Pieces.................Longest Mate
----------.................--------------------
K+Q vs K.................10 moves
K+R vs K.................17 moves
K+B+B vs K.............18 moves
K+B+N vs K.............34 moves

All but the K+B+N vs K should be essentially the same on a 10x8 board, where any extra number of required moves would be small and due only to the extra space on a 10x8 board. The K+B+N vs K on a 10x8 board is more interesting, as Ed has pointed out. Once the lone King has been forced to a corner opposite in color from the Bishop, the lone King must be forced to the closer corner of the same color as the Bishop, otherwise the corralling procedure will fail. I haven't studied this enough to know for sure if it can be forced at all (although I suspect Ed has worked it out).

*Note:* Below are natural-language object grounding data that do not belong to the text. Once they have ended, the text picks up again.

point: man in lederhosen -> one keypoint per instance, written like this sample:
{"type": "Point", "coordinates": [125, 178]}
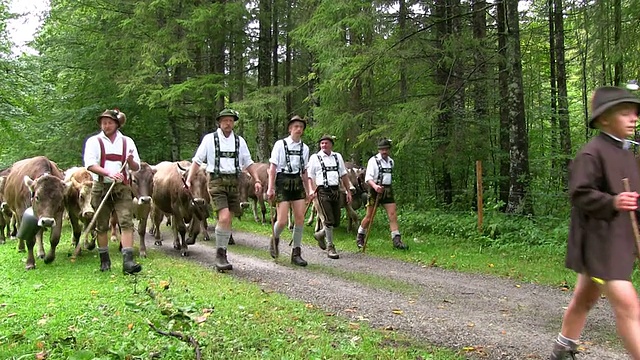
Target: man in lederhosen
{"type": "Point", "coordinates": [104, 155]}
{"type": "Point", "coordinates": [378, 176]}
{"type": "Point", "coordinates": [226, 155]}
{"type": "Point", "coordinates": [325, 170]}
{"type": "Point", "coordinates": [288, 183]}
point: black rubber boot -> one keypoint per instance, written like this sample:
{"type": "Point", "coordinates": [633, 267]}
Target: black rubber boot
{"type": "Point", "coordinates": [360, 240]}
{"type": "Point", "coordinates": [331, 252]}
{"type": "Point", "coordinates": [320, 235]}
{"type": "Point", "coordinates": [221, 260]}
{"type": "Point", "coordinates": [129, 266]}
{"type": "Point", "coordinates": [274, 249]}
{"type": "Point", "coordinates": [296, 258]}
{"type": "Point", "coordinates": [564, 352]}
{"type": "Point", "coordinates": [398, 244]}
{"type": "Point", "coordinates": [105, 262]}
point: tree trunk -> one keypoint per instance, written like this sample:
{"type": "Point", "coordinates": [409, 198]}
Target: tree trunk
{"type": "Point", "coordinates": [554, 141]}
{"type": "Point", "coordinates": [519, 176]}
{"type": "Point", "coordinates": [443, 174]}
{"type": "Point", "coordinates": [264, 78]}
{"type": "Point", "coordinates": [563, 102]}
{"type": "Point", "coordinates": [503, 85]}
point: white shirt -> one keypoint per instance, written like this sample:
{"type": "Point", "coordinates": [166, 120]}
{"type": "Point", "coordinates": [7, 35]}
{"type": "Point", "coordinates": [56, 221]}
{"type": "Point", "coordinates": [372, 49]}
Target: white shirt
{"type": "Point", "coordinates": [314, 169]}
{"type": "Point", "coordinates": [279, 158]}
{"type": "Point", "coordinates": [92, 152]}
{"type": "Point", "coordinates": [207, 153]}
{"type": "Point", "coordinates": [373, 171]}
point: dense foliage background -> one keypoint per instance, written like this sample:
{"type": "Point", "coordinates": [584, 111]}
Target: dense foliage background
{"type": "Point", "coordinates": [449, 81]}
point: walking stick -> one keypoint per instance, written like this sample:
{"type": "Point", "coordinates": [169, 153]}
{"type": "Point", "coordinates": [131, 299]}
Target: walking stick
{"type": "Point", "coordinates": [634, 220]}
{"type": "Point", "coordinates": [273, 231]}
{"type": "Point", "coordinates": [86, 232]}
{"type": "Point", "coordinates": [373, 215]}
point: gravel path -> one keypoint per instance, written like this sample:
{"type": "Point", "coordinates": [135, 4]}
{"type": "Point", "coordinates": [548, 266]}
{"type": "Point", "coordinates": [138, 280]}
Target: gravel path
{"type": "Point", "coordinates": [501, 319]}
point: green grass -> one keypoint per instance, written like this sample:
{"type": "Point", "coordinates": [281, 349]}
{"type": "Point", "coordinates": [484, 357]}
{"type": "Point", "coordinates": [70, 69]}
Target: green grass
{"type": "Point", "coordinates": [531, 264]}
{"type": "Point", "coordinates": [70, 310]}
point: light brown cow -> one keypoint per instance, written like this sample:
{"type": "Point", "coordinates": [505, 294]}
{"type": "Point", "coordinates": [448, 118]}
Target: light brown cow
{"type": "Point", "coordinates": [186, 206]}
{"type": "Point", "coordinates": [77, 201]}
{"type": "Point", "coordinates": [37, 182]}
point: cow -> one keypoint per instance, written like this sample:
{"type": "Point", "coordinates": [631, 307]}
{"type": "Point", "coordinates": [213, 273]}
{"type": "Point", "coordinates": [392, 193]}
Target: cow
{"type": "Point", "coordinates": [246, 191]}
{"type": "Point", "coordinates": [6, 216]}
{"type": "Point", "coordinates": [185, 205]}
{"type": "Point", "coordinates": [37, 182]}
{"type": "Point", "coordinates": [77, 201]}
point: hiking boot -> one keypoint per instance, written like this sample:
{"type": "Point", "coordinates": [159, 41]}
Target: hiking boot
{"type": "Point", "coordinates": [360, 240]}
{"type": "Point", "coordinates": [398, 244]}
{"type": "Point", "coordinates": [320, 235]}
{"type": "Point", "coordinates": [129, 266]}
{"type": "Point", "coordinates": [105, 262]}
{"type": "Point", "coordinates": [331, 252]}
{"type": "Point", "coordinates": [221, 260]}
{"type": "Point", "coordinates": [296, 259]}
{"type": "Point", "coordinates": [564, 352]}
{"type": "Point", "coordinates": [273, 247]}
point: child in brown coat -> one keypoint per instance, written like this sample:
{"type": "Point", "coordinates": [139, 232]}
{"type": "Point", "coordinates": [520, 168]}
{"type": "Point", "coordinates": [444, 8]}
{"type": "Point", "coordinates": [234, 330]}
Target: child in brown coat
{"type": "Point", "coordinates": [601, 247]}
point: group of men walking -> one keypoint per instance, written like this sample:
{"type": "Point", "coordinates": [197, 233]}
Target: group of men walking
{"type": "Point", "coordinates": [296, 177]}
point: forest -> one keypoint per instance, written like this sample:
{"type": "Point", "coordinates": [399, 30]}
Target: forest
{"type": "Point", "coordinates": [450, 82]}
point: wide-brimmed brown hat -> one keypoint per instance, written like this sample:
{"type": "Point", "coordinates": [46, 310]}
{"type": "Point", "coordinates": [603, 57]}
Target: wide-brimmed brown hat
{"type": "Point", "coordinates": [607, 96]}
{"type": "Point", "coordinates": [114, 114]}
{"type": "Point", "coordinates": [327, 137]}
{"type": "Point", "coordinates": [297, 118]}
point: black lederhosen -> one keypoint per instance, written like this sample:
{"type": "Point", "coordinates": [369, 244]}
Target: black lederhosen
{"type": "Point", "coordinates": [386, 197]}
{"type": "Point", "coordinates": [329, 199]}
{"type": "Point", "coordinates": [289, 187]}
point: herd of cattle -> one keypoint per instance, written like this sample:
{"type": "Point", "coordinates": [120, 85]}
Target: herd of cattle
{"type": "Point", "coordinates": [158, 192]}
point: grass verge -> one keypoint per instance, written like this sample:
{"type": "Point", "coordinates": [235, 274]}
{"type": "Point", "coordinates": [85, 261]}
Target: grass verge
{"type": "Point", "coordinates": [71, 310]}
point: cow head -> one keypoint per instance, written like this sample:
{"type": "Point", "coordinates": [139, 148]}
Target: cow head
{"type": "Point", "coordinates": [47, 194]}
{"type": "Point", "coordinates": [198, 189]}
{"type": "Point", "coordinates": [142, 183]}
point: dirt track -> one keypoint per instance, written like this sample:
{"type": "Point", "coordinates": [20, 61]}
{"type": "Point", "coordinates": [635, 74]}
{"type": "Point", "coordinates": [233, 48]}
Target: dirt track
{"type": "Point", "coordinates": [501, 319]}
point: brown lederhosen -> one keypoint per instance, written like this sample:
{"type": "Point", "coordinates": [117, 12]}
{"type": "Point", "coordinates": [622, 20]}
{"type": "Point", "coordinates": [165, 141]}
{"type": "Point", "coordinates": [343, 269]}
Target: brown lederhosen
{"type": "Point", "coordinates": [120, 197]}
{"type": "Point", "coordinates": [329, 199]}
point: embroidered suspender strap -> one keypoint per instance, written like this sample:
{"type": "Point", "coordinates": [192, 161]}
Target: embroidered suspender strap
{"type": "Point", "coordinates": [286, 156]}
{"type": "Point", "coordinates": [382, 171]}
{"type": "Point", "coordinates": [288, 153]}
{"type": "Point", "coordinates": [225, 154]}
{"type": "Point", "coordinates": [237, 155]}
{"type": "Point", "coordinates": [113, 157]}
{"type": "Point", "coordinates": [325, 168]}
{"type": "Point", "coordinates": [102, 158]}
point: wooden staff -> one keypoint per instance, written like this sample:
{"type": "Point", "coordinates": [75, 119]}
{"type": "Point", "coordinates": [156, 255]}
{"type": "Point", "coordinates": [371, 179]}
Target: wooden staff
{"type": "Point", "coordinates": [84, 236]}
{"type": "Point", "coordinates": [634, 220]}
{"type": "Point", "coordinates": [373, 215]}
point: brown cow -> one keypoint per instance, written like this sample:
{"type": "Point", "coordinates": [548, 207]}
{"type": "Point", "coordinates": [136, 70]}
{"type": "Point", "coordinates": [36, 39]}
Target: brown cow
{"type": "Point", "coordinates": [37, 182]}
{"type": "Point", "coordinates": [77, 201]}
{"type": "Point", "coordinates": [246, 191]}
{"type": "Point", "coordinates": [185, 205]}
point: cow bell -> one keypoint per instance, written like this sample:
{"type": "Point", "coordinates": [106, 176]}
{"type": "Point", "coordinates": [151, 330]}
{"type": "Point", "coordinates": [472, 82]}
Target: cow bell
{"type": "Point", "coordinates": [29, 226]}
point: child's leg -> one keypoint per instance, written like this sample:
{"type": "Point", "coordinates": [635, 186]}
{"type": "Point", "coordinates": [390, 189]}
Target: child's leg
{"type": "Point", "coordinates": [585, 296]}
{"type": "Point", "coordinates": [624, 300]}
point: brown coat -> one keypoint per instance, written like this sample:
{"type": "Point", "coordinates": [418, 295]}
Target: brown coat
{"type": "Point", "coordinates": [601, 241]}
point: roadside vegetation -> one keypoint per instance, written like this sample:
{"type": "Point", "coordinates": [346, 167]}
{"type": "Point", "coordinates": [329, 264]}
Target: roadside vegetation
{"type": "Point", "coordinates": [70, 310]}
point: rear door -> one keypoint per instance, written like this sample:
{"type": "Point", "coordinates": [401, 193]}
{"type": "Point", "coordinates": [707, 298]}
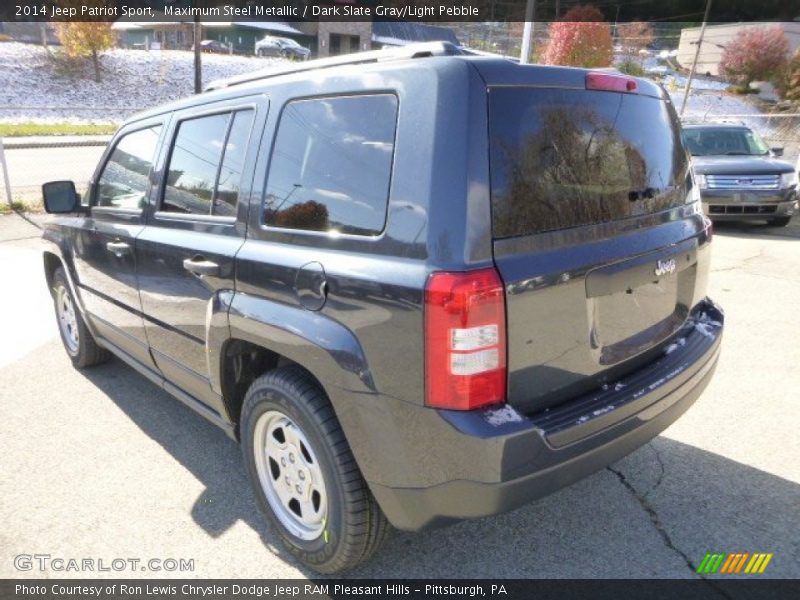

The K+C vs K is easy since a Chancellor can be used as a "supercharged Rook." The K+A vs K is not really hard, but the procedure certainly has no counterpart in regular 8x8 chess, so seems strange when an 8x8 chessplayer first tries it.

I'm not sure I understand why Ed thinks the Lucena position needs a complete rewriting on a 10x8 board. The winning procedure is independent of the "width" of the board and would be the same on a 20x8 board. I suspect that many, if not most, endings do not really depend a great deal on the "width" of the board (the K+B+N vs K ending being a notable exception); the "height" of the board is the determining factor. I freely admit that I don't have a proof of this assertion, but it would surprise me if 8x8 endgame theory changed significantly on a 10x8 board. For those who are interested, a more dramatic geometric effect is produced by using an Omega Chess board (10x10 with 4 corner squares). On this board, several strange things happen:
1. K+R can no longer force mate on a lone K.
2. K+B+N can no longer force mate on a lone K.
3. An _unassisted_ Queen can force mate on a lone King.
4. K+N+N _can_ force mate on a lone K.
Omega Chess turns out to be a much slower game than Gothic Chess, and I'll leave it at that, since this is a Gothic Chess discussion board (and Gothic Chess is more exciting anyway).